Research reveals that only 15 percent of C-suite executives can accurately measure business capacity – defined as the volume of work that can be handled by an organisation. Contributor Jonathan Corrie, CEO – Precursive.
The research was conducted to address the common misconception that adding more people to the workforce is necessary a means of filling gaps in business capacity. The findings revealed that over 70 percent of respondents would first make changes to their ‘People’ if they considered capacity problems to be detrimentally affecting their business.
It’s a statistic that reveals one of the most prominent issues in business capacity planning: the majority of decision makers, by default, turn to people when trying to fix a capacity issue because they are not yet unaware that inefficiencies and capacity gaps can only be solved by technology and a review of wider business processes.
According to research from PwC, 77 percent of CEOs view skill resourcing as a significant issue for their business, with the ability to accurately manage and measure staff capacity against utilisation being crucial for the profitable delivery of services[1]. Despite this, Precursive’s research found that 58 percent of business leaders are still using Excel spreadsheets to forecast capacity issues, leading to inefficient workforce management and poor allocation of skills.
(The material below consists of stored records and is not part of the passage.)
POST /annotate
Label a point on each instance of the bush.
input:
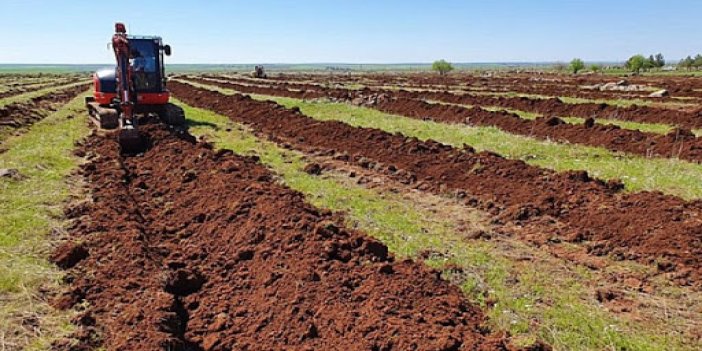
(636, 63)
(442, 67)
(576, 65)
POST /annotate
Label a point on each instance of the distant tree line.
(638, 63)
(690, 63)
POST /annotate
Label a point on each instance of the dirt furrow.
(185, 248)
(23, 114)
(679, 143)
(548, 107)
(22, 89)
(649, 226)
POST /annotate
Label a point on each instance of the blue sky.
(360, 31)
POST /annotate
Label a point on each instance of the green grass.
(29, 210)
(558, 296)
(30, 95)
(670, 176)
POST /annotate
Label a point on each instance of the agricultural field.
(481, 210)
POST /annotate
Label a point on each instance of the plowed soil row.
(185, 248)
(21, 89)
(548, 107)
(533, 83)
(680, 143)
(647, 226)
(22, 114)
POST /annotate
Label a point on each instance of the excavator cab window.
(145, 65)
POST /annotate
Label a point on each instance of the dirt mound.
(411, 104)
(192, 249)
(645, 226)
(19, 115)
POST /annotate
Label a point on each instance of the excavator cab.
(135, 87)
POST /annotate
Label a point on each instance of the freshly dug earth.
(185, 248)
(17, 89)
(23, 114)
(649, 226)
(680, 143)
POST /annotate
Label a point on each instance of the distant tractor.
(259, 72)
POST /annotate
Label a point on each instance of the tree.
(649, 63)
(697, 63)
(636, 63)
(442, 67)
(576, 65)
(687, 63)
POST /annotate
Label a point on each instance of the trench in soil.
(648, 227)
(679, 143)
(524, 287)
(14, 117)
(188, 248)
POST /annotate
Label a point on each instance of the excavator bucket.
(130, 141)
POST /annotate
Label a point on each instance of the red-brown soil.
(192, 249)
(16, 89)
(679, 143)
(23, 114)
(690, 119)
(649, 226)
(540, 83)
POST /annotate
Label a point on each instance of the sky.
(354, 31)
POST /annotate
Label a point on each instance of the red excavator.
(136, 86)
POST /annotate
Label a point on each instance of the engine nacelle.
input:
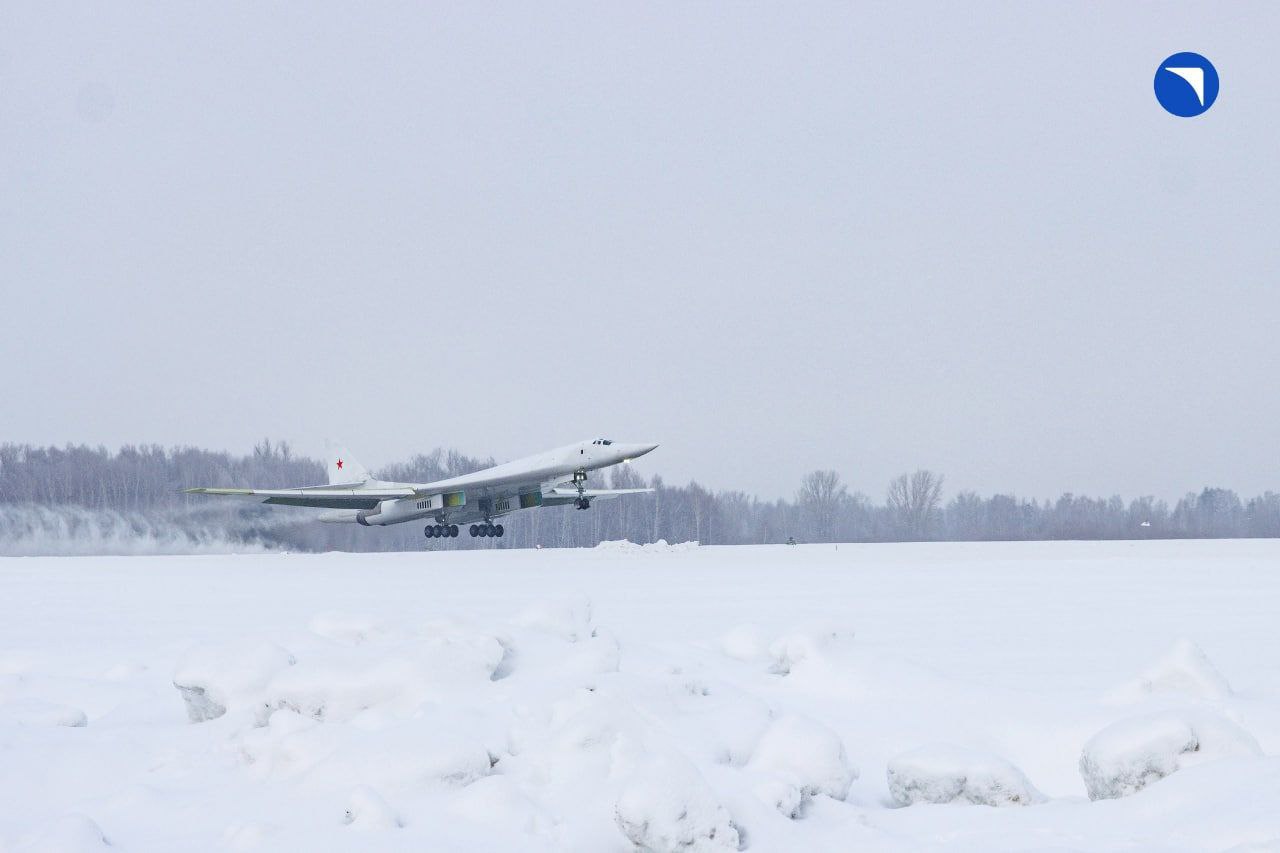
(408, 509)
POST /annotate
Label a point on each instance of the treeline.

Perhaps most surprising, is that the vast majority of business leaders (95 percent) rank capacity in the top three when it comes to operational activities that most impact a business. This shows a clear disconnect between existing capacity planning practices, and the general view that optimal capacity planning is central to business success.
Furthermore, while 57 percent of business executives do plan for the unexpected by incorporating ‘wiggle room’ into their capacity planning, half of these executives admitted to having no formal process in place to monitor this, and not one was able to say they had checks in place to ensure ‘wiggle room’ was being continually built in to planning.
Precursive’s research reveals that a large proportion of businesses are either over-utilising staff, even during peak periods affecting staff retention, or under-resourcing. Both are detrimental to the modern business, but with the correct resource management technology in place, capacity can be accurately managed within the existing workforce.
These latest findings from Precursive align with the company’s ongoing investigation into the core capacity planning challenges that UK and international businesses face. These challenges, amongst others, also include the impact that resource planning and workforce management has on client satisfaction, opportunity development, employee engagement and staff turnover. Precursive wanted to unpick the capacity metric to highlight whether it is being actively managed for the benefit of the workforce and truly at the forefront of planning and deliverables.
Jonathan Corrie, CEO at Precursive, comments: “We’re pleased that our research has highlighted the need for business leaders to better understand capacity management. With many using outdated methods for managing capacity, how can the same executives expect to accurately forecast and hit utilisation targets without an intelligent, in-depth view of the workforce? The problem is becoming increasingly detrimental for modern businesses, whether they realise it or not.”
Corrie continues: “Businesses are seeing the benefits brought by FinTech and HR Tech, but to date, OpsTech been overlooked. 100 percent of business managers feel that company and personal objectives are impacted by capacity, and our findings illustrate that optimising resource planning will only be achieved with advanced, real-time technologies. Using technology to accurately reveal capacity gaps in the existing workforce will enable businesses to create a more agile and more efficient workforce without wasting additional revenue on hiring unnecessary staff.”